La anterior semana se reestrenó en cines argentinos la primera entrega cinematográfica de una de las sagas más famosas del mundo: Harry Potter y la piedra filosofal. Compré las entradas con semanas de anticipación, a sabiendas que era un evento que no me podía perder. Fui a verla en la época de su estreno original, allá por el año 2001. Era una niña, y recuerdo a la perfección la salida al cine con mamá, papá y mi hermano. Recuerdo el “balde” de pochoclos, que en realidad era una caja de cartón adornada como si fuera un castillo con imágenes de la película, y que regalaban dos cartas del juego de cartas coleccionables al estilo de Magic. Recuerdo la magia de verla por primera vez en una pantalla inmensa, y las quejas posteriores a la película acerca de las cosas que no me gustaron o que faltaron en la adaptación (si, densa desde la cuna). Así que, para mi, ir al cine en su reestreno no era una opción: era una necesidad.
Mi primer encuentro con Harry también sucedió en una salida familiar, en el año 1999. Estábamos en un hipermercado cuando mi mamá vio los libros, recordó que había escuchado que eran buenos, que eran un furor, y decidió comprar uno para mi hermano y para mi. No teníamos idea del orden que llevaban, así que el primer libro que leímos de la saga terminó siendo el segundo, Harry Potter y la cámara secreta. De todas maneras, fue la piedra fundamental que nos convirtió en adictos. El libro desfiló por los cuatro pares de manos disponibles en mi casa, y lo mismo sucedió con el primero y el tercero, y con todos los que le siguieron.
Cuando me mudé de ciudad, una de las pocas cosas que tenía eran los libros de Harry. Me sirvieron de apoyo durante la adaptación, y cuando sentía que no encajaba siempre podía volver a casa y refugiarme en ellos. Cuando salió la película ese mismo año, mis compañeras solían relacionar a Harry de manera directa conmigo. Logré enviciar a un par de compañeras, sumergiéndolas en este mundo. Cuando los cambios atravesaban en mi familia, Harry siempre fue una constante. Era mi hogar en otra ciudad que aún no reconocía como mía, era algo que me daba ilusión y me mantenía ahorrando todo el tiempo, en preparativas para comprar el próximo libro. Cuando leí Harry Potter y la Órden del Fénix encontré palabras de consuelo que no buscaba pero necesitaba, encontré nuevas formas de identificarme con una historia que ya había hecho mía. Tiempo después, cuando cerré la tapa de Harry Potter y las reliquias de la muerte sentí que me despedí de una parte importante de mi vida, y recuerdo haber pasado de mano el libro inundada en lágrimas. El octavo libro, Harry Potter y el legado maldito, a pesar de que entiendo el parecer de muchos acerca de porque no lo sienten parte de la saga, para mi fue como volver a mi hogar después de muchos años. Me dio una sensación de paz y tranquilidad, emocionándome agradecida por esa pequeña ventana al “fueron felices y comieron perdices” de los cuentos de hadas que normalmente nos es negada.

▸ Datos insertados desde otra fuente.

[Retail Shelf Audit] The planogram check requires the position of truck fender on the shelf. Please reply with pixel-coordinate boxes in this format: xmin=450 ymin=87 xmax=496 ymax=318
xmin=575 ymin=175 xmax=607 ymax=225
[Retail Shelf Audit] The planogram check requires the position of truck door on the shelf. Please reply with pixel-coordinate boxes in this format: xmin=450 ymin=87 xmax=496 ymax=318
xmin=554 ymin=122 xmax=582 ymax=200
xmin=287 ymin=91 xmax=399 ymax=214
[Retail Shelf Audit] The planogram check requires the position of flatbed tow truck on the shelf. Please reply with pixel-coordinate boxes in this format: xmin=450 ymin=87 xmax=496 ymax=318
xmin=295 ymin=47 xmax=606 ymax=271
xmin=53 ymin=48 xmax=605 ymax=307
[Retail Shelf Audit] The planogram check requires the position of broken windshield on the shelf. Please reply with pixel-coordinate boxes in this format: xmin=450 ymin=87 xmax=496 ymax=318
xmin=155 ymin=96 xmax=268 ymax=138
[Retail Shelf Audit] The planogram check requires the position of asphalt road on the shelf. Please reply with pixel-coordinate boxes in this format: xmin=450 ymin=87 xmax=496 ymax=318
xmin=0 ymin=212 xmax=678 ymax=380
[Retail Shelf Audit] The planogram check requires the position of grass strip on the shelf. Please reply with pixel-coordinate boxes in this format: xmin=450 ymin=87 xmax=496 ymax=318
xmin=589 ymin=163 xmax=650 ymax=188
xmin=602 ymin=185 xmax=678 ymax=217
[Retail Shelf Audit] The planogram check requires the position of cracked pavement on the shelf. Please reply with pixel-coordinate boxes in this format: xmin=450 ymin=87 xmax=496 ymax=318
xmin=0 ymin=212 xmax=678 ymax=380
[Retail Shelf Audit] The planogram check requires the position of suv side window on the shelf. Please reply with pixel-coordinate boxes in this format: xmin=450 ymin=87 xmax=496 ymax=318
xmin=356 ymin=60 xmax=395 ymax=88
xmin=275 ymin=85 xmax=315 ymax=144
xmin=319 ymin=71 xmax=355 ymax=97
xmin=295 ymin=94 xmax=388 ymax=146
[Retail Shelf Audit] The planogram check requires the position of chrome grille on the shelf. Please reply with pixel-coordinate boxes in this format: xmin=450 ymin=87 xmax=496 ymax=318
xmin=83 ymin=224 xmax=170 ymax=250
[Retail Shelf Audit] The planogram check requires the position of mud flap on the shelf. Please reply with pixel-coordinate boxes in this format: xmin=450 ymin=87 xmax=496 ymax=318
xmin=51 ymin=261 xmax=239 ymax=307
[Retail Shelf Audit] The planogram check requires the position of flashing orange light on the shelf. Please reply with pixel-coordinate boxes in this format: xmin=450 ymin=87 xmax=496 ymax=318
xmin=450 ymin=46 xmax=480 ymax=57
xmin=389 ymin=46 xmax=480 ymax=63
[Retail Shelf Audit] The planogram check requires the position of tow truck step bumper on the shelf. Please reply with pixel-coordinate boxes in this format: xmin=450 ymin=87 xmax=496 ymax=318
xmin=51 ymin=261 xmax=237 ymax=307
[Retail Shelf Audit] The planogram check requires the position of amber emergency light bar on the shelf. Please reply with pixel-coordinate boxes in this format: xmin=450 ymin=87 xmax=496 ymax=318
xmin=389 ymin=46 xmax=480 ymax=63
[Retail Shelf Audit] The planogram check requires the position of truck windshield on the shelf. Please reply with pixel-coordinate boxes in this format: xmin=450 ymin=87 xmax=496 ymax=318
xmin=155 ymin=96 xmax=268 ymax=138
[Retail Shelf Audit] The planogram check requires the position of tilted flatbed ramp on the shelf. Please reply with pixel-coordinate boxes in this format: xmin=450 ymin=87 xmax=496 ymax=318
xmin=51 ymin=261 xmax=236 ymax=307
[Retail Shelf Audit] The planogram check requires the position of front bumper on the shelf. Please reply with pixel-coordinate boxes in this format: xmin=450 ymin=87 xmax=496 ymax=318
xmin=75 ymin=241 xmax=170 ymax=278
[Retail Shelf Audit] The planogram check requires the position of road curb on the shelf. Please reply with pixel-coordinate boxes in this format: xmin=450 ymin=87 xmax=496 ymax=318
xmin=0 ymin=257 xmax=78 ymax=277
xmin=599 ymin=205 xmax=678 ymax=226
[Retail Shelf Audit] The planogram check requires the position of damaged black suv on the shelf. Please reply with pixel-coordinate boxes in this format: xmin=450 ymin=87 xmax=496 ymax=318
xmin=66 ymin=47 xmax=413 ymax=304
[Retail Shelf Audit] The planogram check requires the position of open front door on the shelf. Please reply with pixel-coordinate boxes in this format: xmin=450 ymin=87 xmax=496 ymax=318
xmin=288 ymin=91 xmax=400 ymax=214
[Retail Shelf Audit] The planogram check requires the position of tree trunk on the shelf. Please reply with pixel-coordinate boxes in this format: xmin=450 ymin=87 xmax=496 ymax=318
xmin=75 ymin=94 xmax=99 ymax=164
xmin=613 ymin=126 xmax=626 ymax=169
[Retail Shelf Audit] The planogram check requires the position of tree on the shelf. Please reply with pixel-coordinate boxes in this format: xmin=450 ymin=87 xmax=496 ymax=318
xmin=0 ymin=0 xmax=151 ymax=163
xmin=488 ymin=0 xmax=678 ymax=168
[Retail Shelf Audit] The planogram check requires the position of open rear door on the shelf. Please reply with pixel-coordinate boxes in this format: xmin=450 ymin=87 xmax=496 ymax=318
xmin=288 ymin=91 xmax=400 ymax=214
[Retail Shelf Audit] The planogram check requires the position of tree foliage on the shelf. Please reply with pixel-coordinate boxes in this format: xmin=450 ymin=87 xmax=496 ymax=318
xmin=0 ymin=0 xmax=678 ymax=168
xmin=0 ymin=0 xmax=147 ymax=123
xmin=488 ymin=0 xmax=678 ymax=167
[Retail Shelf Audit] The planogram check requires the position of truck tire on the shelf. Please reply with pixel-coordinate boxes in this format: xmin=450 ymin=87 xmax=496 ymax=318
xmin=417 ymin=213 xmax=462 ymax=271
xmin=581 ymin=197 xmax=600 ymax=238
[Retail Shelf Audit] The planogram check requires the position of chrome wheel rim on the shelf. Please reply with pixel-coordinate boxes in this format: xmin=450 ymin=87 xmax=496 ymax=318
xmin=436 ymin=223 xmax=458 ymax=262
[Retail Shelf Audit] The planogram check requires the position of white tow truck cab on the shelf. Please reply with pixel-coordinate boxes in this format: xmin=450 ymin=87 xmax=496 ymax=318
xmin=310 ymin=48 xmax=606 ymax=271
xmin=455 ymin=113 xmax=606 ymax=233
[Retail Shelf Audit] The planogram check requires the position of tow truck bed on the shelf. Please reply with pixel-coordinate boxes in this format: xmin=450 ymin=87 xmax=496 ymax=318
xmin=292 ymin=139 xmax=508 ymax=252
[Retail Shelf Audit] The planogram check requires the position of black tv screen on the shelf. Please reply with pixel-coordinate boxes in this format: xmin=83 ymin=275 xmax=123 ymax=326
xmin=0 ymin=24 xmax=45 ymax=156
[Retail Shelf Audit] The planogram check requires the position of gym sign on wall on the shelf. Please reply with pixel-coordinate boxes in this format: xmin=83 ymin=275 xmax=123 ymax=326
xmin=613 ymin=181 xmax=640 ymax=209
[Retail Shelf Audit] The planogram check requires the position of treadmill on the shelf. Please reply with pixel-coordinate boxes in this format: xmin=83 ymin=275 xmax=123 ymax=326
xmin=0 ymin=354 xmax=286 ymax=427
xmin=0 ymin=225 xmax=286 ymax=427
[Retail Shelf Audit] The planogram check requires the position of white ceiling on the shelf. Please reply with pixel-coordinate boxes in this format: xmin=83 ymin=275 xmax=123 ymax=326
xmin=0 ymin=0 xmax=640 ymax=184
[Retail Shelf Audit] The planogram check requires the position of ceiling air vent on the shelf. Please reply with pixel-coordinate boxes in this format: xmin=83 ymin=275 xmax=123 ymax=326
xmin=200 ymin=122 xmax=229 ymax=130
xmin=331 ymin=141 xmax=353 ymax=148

Este es un relato, pero Harry Potter es global, y hay miles más. Es una historia que nos pertenece a millones de personas, que trasciende la transfobia de la autora, que fue y es refugio de muchos niños y jóvenes, algunos de ellos ya adultos. Harry Potter es magia pura, y no precisamente dentro de la historia, sino también fuera de ella, acompañando a miles de infancias y adolescencias en un mundo en constante cambio que muchas veces parece no estar diseñado para uno. Las palabras de McGonagall: “No habrá nadie en nuestro mundo que no conozca su nombre” trascienden por completo el papel y tiñen la realidad. Todos conocen su nombre, y muchísimos encontramos en los libros un lugar seguro para refugiarse de una realidad que no nos hacía sentir bienvenidos.
Volviendo al comienzo: el viernes pasado volví a ver en pantalla grande la película después de 20 años. Con otra gente, porque gran parte de mis acompañantes originales ya no están conmigo, pero con esos mismos ojos infantiles dispuestos al asombro, con la misma ilusión, capaz de repetir la gran mayoría de las frases de la película de memoria. Mis ojos se humedecieron con frecuencia, el reestreno fue una experiencia especial. Si bien hoy en día la película está al alcance de cualquiera con tan solo un clic, el cine es una experiencia que suma magia y mística, con la sala oscura, el audio que parece envolverte, la pantalla que ocupa casi la totalidad del campo visual.
La otra noche volví a ser una niña, volví a sumergirme en su historia y dejarme invadir por la magia. Les recomiendo que, si pueden, repitan la experiencia. Todos necesitamos un poco de magia en nuestra vida.